Runner Prediction Flow

  • Update runner.predict() signature to return initial response populated with request fields
  • Fix timestamp population in predict() method by setting CreatedAt/StartedAt on pending request
  • Add proper populateFromRequest() calls in handleResponseWebhooksAndCompletion after response overwrites
  • Ensure terminal responses call finalizeResponse() before sending through safeSend()

Webhook and Response Handling

  • Consolidate terminal webhook logic into unified sendTerminalWebhook() method
  • Fix race conditions by ensuring response finalization before webhook sending
  • Update subprocess monitoring to use populateFromRequest() for failed prediction responses
  • Ensure all webhook payloads include complete timestamp information

Test Infrastructure Improvements

Response Validation Framework

  • Add comprehensive unit tests for finalizeResponse() covering edge cases and error conditions
  • Add unit tests for populateFromRequest() method with field overwrite scenarios
  • Update all integration tests to validate CreatedAt, StartedAt, CompletedAt fields
  • Add ValidateTerminalWebhookResponse helper function for consistent terminal response validation

Test Harness Enhancements

  • Introduce testHarnessResponse type with string Logs field for easier test assertions
  • Update webhook receiver to use testHarnessResponse for simplified log comparisons
  • Retrofit existing tests to use new validation patterns without changing test logic

Bug Fixes

Timestamp Population Issues

  • Fix missing timestamps in sync prediction responses by ensuring populateFromRequest() calls
  • Resolve timestamp loss during response overwrites in handleResponseWebhooksAndCompletion
  • Ensure webhook payloads contain complete timestamp information for terminal events

Metrics and Finalization

  • Fix missing predict_time metric in terminal responses by calling finalizeResponse()
  • Ensure Metrics map initialization before metric calculation
  • Handle time parsing errors gracefully in finalizeResponse() method

Concurrency and Error Handling

  • Fix potential race conditions in webhook sending by proper response finalization order
  • Ensure cleanup of failed predictions includes populated response fields
  • Update error responses in runner stop scenarios to include request-derived fields

Backward Compatibility

  • Maintain existing API signatures where possible
  • Preserve webhook payload structure while adding timestamp fields
  • Keep existing test behavior while enhancing validation capabilities

Files Changed: 21 files changed, 478 insertions(+), 277 deletions(-)

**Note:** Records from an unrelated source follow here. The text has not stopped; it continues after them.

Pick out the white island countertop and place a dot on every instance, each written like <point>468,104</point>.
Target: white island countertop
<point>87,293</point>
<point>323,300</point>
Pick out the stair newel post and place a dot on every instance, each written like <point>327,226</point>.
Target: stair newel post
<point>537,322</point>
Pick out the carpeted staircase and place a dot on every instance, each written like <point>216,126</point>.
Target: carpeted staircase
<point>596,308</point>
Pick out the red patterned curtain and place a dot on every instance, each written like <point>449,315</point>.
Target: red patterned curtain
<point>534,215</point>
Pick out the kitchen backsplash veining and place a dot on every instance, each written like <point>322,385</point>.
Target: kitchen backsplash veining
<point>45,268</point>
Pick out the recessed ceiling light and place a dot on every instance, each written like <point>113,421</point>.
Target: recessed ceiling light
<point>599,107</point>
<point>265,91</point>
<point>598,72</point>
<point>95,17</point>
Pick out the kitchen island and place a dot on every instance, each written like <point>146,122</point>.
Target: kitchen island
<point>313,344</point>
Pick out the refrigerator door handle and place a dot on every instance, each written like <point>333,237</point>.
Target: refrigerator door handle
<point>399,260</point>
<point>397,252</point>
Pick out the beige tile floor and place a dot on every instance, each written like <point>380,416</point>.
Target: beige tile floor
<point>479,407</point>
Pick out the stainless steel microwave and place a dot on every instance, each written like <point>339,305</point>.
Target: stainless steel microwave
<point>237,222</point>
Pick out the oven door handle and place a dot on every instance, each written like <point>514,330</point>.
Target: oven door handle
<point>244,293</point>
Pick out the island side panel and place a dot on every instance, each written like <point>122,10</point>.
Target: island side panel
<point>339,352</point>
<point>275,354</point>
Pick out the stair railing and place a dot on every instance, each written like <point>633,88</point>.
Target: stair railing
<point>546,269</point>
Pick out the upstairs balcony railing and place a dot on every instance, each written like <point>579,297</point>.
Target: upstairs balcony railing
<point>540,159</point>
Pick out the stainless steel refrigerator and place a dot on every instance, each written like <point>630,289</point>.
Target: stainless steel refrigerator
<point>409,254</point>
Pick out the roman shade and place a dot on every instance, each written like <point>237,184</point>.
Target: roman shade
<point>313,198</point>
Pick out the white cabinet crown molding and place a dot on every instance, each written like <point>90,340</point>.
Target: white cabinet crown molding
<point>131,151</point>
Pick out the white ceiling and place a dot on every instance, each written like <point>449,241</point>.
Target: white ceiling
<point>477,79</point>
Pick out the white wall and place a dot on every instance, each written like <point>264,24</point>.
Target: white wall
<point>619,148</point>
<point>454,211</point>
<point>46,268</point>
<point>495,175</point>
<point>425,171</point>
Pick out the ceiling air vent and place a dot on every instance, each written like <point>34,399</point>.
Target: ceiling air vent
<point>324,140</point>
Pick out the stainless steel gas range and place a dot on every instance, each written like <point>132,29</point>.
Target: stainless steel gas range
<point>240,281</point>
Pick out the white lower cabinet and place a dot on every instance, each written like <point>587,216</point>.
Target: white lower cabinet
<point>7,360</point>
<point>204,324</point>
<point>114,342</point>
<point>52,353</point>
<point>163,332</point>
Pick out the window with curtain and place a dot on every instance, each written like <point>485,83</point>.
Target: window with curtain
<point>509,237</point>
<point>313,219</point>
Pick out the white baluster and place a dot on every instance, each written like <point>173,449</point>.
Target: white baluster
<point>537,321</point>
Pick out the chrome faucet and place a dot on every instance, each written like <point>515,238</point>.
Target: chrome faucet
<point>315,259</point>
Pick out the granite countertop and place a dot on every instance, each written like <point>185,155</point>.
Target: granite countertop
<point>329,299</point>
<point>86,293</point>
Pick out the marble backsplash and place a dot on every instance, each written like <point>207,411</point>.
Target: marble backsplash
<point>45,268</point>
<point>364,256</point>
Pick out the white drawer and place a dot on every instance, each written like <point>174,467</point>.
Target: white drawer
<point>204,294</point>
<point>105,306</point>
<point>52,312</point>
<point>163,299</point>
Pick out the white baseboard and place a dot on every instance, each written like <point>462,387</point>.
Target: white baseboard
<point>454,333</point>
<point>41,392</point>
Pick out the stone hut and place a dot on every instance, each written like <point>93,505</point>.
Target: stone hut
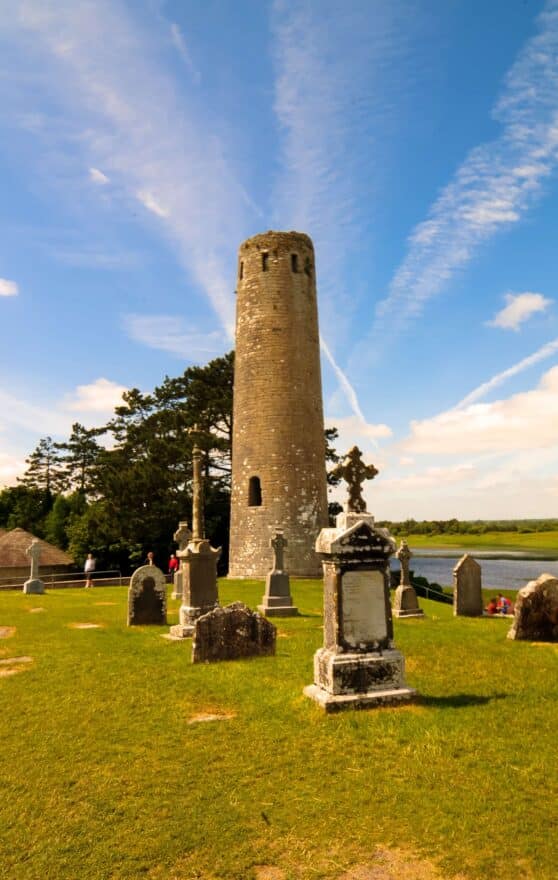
<point>14,563</point>
<point>278,454</point>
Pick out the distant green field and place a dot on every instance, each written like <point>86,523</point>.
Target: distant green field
<point>535,541</point>
<point>107,773</point>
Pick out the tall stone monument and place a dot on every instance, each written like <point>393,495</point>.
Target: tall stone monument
<point>358,665</point>
<point>277,600</point>
<point>198,564</point>
<point>405,602</point>
<point>467,588</point>
<point>278,457</point>
<point>34,584</point>
<point>182,537</point>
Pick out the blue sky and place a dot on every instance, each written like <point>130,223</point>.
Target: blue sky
<point>416,141</point>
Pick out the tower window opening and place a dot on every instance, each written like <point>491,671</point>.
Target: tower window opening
<point>254,492</point>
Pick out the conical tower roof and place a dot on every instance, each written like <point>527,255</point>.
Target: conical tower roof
<point>14,543</point>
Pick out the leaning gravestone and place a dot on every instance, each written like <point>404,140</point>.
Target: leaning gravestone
<point>147,597</point>
<point>536,611</point>
<point>405,602</point>
<point>232,632</point>
<point>467,588</point>
<point>277,600</point>
<point>358,665</point>
<point>34,584</point>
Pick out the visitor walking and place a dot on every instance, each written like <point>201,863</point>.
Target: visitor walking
<point>88,569</point>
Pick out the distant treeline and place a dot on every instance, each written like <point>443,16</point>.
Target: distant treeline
<point>470,527</point>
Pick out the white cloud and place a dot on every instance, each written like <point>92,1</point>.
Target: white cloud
<point>119,105</point>
<point>97,176</point>
<point>494,187</point>
<point>99,397</point>
<point>519,307</point>
<point>541,354</point>
<point>150,202</point>
<point>8,288</point>
<point>525,421</point>
<point>179,42</point>
<point>173,334</point>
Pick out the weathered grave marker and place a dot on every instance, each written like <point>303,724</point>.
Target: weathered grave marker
<point>147,597</point>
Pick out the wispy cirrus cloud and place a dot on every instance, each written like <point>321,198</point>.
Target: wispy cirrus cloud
<point>518,309</point>
<point>545,351</point>
<point>330,108</point>
<point>122,109</point>
<point>173,334</point>
<point>494,187</point>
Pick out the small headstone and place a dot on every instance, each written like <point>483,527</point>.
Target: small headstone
<point>405,602</point>
<point>277,600</point>
<point>147,597</point>
<point>536,611</point>
<point>358,665</point>
<point>230,633</point>
<point>182,537</point>
<point>467,588</point>
<point>34,585</point>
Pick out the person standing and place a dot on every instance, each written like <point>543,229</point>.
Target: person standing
<point>88,569</point>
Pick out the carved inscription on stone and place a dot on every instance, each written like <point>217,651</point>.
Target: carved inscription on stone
<point>364,612</point>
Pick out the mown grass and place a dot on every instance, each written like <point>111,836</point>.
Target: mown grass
<point>102,776</point>
<point>536,542</point>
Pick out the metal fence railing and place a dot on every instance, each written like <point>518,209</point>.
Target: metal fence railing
<point>110,578</point>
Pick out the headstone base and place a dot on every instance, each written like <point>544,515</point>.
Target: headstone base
<point>338,702</point>
<point>35,587</point>
<point>354,680</point>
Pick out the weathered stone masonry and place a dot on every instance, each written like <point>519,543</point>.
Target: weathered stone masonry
<point>278,466</point>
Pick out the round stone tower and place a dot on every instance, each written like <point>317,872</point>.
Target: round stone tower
<point>278,456</point>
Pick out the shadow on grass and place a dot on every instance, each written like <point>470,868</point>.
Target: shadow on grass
<point>458,701</point>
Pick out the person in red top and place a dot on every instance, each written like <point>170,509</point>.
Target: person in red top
<point>173,564</point>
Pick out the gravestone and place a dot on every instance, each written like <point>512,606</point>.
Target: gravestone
<point>536,611</point>
<point>182,537</point>
<point>467,588</point>
<point>198,562</point>
<point>277,600</point>
<point>358,665</point>
<point>147,597</point>
<point>34,584</point>
<point>232,632</point>
<point>405,602</point>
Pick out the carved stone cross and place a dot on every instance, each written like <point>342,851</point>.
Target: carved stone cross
<point>34,553</point>
<point>404,555</point>
<point>353,470</point>
<point>278,543</point>
<point>182,535</point>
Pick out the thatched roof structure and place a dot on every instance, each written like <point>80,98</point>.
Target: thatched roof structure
<point>14,543</point>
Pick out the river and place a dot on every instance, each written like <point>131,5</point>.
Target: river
<point>497,574</point>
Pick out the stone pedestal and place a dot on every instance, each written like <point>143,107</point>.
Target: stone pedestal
<point>467,588</point>
<point>199,572</point>
<point>34,586</point>
<point>358,665</point>
<point>405,602</point>
<point>277,600</point>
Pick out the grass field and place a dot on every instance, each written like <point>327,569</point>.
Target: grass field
<point>535,542</point>
<point>104,775</point>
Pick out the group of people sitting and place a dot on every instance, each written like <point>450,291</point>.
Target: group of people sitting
<point>499,605</point>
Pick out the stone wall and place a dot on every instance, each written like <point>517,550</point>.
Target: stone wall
<point>278,469</point>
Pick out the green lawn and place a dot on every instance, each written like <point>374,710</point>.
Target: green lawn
<point>102,776</point>
<point>536,542</point>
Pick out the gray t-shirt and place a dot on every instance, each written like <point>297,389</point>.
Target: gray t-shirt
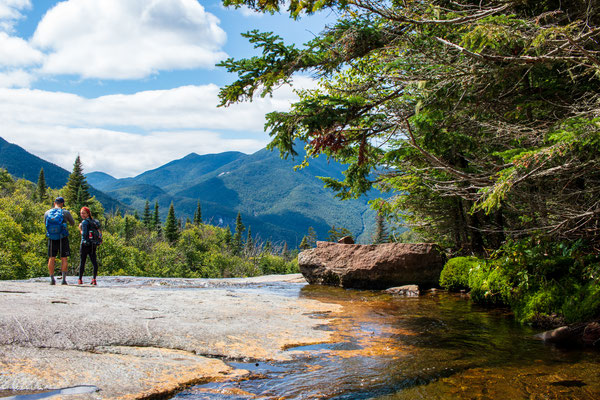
<point>66,215</point>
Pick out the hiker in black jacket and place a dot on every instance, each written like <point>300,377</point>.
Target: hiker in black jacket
<point>87,248</point>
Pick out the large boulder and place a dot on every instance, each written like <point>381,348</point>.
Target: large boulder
<point>372,266</point>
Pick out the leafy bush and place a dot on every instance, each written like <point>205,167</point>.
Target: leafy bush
<point>455,275</point>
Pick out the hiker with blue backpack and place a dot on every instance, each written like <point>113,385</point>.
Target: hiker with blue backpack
<point>91,238</point>
<point>56,220</point>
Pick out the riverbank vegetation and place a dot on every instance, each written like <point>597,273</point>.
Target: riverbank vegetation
<point>481,117</point>
<point>131,245</point>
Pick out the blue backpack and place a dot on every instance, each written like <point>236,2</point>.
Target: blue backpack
<point>56,228</point>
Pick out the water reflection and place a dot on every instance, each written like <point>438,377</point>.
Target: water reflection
<point>437,346</point>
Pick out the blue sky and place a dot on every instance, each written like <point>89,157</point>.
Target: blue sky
<point>130,84</point>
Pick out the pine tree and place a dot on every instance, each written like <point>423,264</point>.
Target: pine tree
<point>249,241</point>
<point>156,220</point>
<point>311,237</point>
<point>285,253</point>
<point>227,238</point>
<point>77,189</point>
<point>147,217</point>
<point>171,228</point>
<point>198,215</point>
<point>128,229</point>
<point>237,237</point>
<point>41,192</point>
<point>268,247</point>
<point>380,235</point>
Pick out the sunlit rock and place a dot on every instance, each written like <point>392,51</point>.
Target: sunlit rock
<point>372,266</point>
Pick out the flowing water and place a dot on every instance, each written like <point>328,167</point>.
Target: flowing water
<point>436,346</point>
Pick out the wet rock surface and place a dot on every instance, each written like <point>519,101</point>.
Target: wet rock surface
<point>406,291</point>
<point>138,337</point>
<point>372,266</point>
<point>576,335</point>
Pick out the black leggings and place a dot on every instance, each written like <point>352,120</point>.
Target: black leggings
<point>84,251</point>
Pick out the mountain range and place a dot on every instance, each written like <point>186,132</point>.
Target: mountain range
<point>277,202</point>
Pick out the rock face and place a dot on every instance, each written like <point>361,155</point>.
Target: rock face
<point>148,341</point>
<point>372,266</point>
<point>346,240</point>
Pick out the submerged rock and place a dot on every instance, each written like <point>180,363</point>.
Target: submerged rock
<point>406,291</point>
<point>372,266</point>
<point>146,341</point>
<point>583,334</point>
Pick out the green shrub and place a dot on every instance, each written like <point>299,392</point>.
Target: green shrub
<point>455,275</point>
<point>490,284</point>
<point>582,304</point>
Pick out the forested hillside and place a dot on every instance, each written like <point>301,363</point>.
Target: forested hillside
<point>277,202</point>
<point>22,164</point>
<point>131,246</point>
<point>481,117</point>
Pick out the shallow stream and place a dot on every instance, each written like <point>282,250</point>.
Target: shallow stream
<point>436,346</point>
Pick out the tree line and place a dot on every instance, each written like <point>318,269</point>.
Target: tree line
<point>482,118</point>
<point>132,245</point>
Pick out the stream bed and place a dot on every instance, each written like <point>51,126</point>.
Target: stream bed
<point>436,346</point>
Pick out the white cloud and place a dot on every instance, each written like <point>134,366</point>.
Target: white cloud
<point>15,78</point>
<point>125,135</point>
<point>10,13</point>
<point>132,39</point>
<point>15,52</point>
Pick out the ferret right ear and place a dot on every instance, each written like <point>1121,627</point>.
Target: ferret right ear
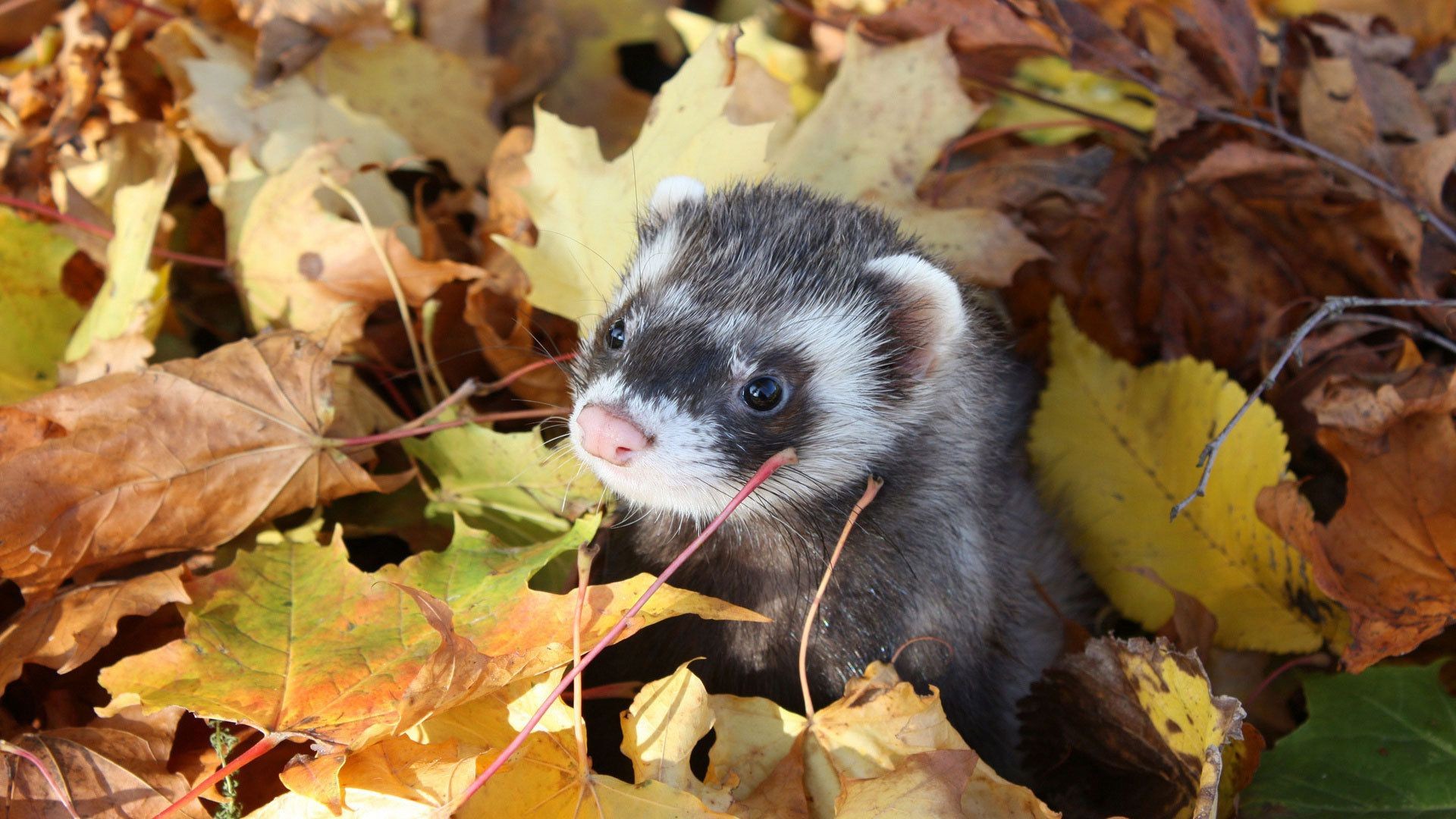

@tempusfrangit tempusfrangit requested a review from a team as a code owner September 17, 2025 07:49
Copilot AI review requested due to automatic review settings September 17, 2025 07:49
Copy link
Copy Markdown

Copilot AI left a comment

Choose a reason for hiding this comment

The reason will be displayed to describe this comment to others. Learn more.

Pull Request Overview

This PR enhances the prediction response system by adding dedicated timestamp fields and fixing missing timestamp population across sync and async prediction flows. It consolidates the PredictionResponse type from the server package into the runner package while adding proper timestamp handling, metrics calculation, and webhook finalization.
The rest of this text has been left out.